Em “Querida Amazônia”, ele observa que a Amazônia não é “uma riqueza bruta que deve se desenvolver” e tampouco “uma imensidade selvagem que deve ser domesticada”. Pelo contrário, é necessário respeitar a presença e as tradições dos povos nativos e as terras que a eles sempre pertenceram (QA 12,13).
Direito dos povos
O Papa Francisco dá voz aos povos indígenas ao repetir um apelo que é comum entre os que defendem seus interesses: qualquer iniciativa ou projeto que envolva a Amazônia deve, necessariamente, consultar os povos tradicionais, principais “interlocutores” da região (QA 25).
“Aos empreendimentos, nacionais ou internacionais, que causam dano na Amazônia e não respeitam o direito dos povos originários ao território e à sua demarcação, à sua autodeterminação e ao consentimento prévio, há que dar-lhes os nomes que lhes correspondem: injustiça e crime.”
Papa Francisco, ‘Querida Amazônia’, n. 14
A privatização da água potável, a exploração ilegal de madeira, a extração de petróleo, a construção de grandes estradas e usinas hidrelétricas, o garimpo, a expansão da fronteira do agronegócio, essas e outras atividades, quando realizadas fora da lei e com a conivência dos governos, “contaminam o ambiente e transformam indevidamente as relações econômicas, e se convertem em um instrumento que mata” (QA 14).
Ele lembra que a sociedade ocidental pode aprender com os indígenas a ter “um forte sentido comunitário” (QA 20), em suas relações humanas, ritos e celebrações.

Desigualdade extrema
Alguns dos donos do poder chegam a tirar a vida daqueles que se opõem à expansão de seus negócios ilegais, provocando também incêndios florestais intencionais e subornando políticos. As disparidades na Amazônia entre os poderosos e os pobres criam “novas formas de escravidão”, diz o Papa.
Essas mazelas são acompanhadas de violações dos direitos humanos, do tráfico de pessoas, especialmente das mulheres, e do tráfico de drogas. “Não podemos permitir que a globalização se converta em um novo tipo de colonialismo”, denuncia (QA 14).
“A disparidade de poder é enorme, os fracos não têm recursos para se defender. Enquanto o ganhador continua levando tudo para si, os povos pobres permanecem sempre pobres, e os ricos se fazem cada vez mais ricos.”
Papa Francisco, ‘Querida Amazônia, n. 13
Ele também reconhece que, muitas vezes, membros da própria Igreja estiveram metidos nos jogos de poder. No período colonial, foram cometidos erros históricos de injustiça e crueldade.
O Papa admite que, por vezes, “o trigo se misturou com o joio” e foram cometidos “crimes contra os povos originários durante a chamada conquista da América” (QA 19).
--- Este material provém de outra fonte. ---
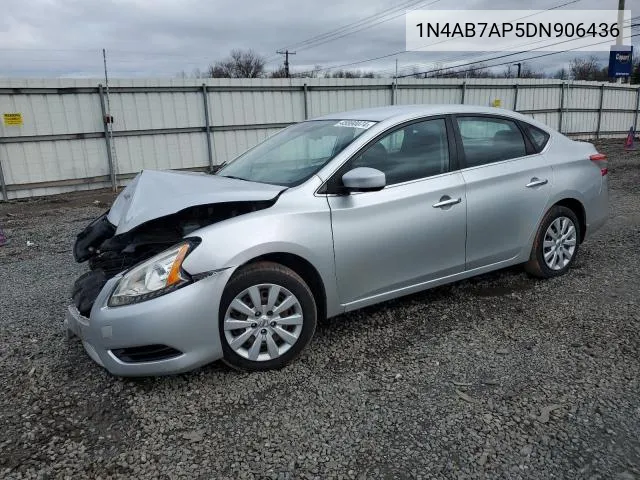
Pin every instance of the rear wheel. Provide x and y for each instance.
(556, 244)
(267, 317)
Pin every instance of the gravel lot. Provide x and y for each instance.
(501, 376)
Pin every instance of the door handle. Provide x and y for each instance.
(536, 182)
(446, 202)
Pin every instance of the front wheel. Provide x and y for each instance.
(556, 244)
(267, 316)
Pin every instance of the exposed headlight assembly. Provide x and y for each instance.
(154, 277)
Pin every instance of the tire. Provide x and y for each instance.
(253, 346)
(556, 263)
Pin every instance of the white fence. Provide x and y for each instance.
(62, 144)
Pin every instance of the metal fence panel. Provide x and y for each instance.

Por esses erros ele, mais uma vez, pediu perdão.
Sã indignação
A primeira reação necessária a todos os problemas sociais da Amazônia, defende Francisco, é a indignação. “É necessário indignar-se […] Não é saudável que nos acostumemos com o mal”, diz o Pontífice.
No entanto, “ao mesmo tempo que deixamos brotar uma sã indignação, recordamos que sempre é possível superar as diversas mentalidades de colonização para construir redes de solidariedade e desenvolvimento”, respeitando o meio ambiente e as diferentes culturas da Amazônia (QA 17).
Francisco também recorda o valor dos missionários que se indignaram e chegaram à Amazônia, especialmente nas últimas décadas, deixando seus países e adotando um estilo de vida simples, levando o Evangelho aos que mais sofrem.
“No momento atual, a Igreja não pode estar menos comprometida, e é chamada a escutar o clamor dos povos amazônicos para poder exercer com transparência seu papel profético”, exorta o Papa (QA 19).
Uma Igreja de rosto amazônico que acompanha os pobres é o sonho social do Papa Francisco para a Amazônia.
Isso inclui ver a Amazônia livre da “discriminação e da dominação” entre seres humanos e, no lugar disso, “relações fraternas” e reconhecimento mútuo (QAm 22). Pois, se tudo está interligado, escutar o outro “é um dever de justiça” (QA 26).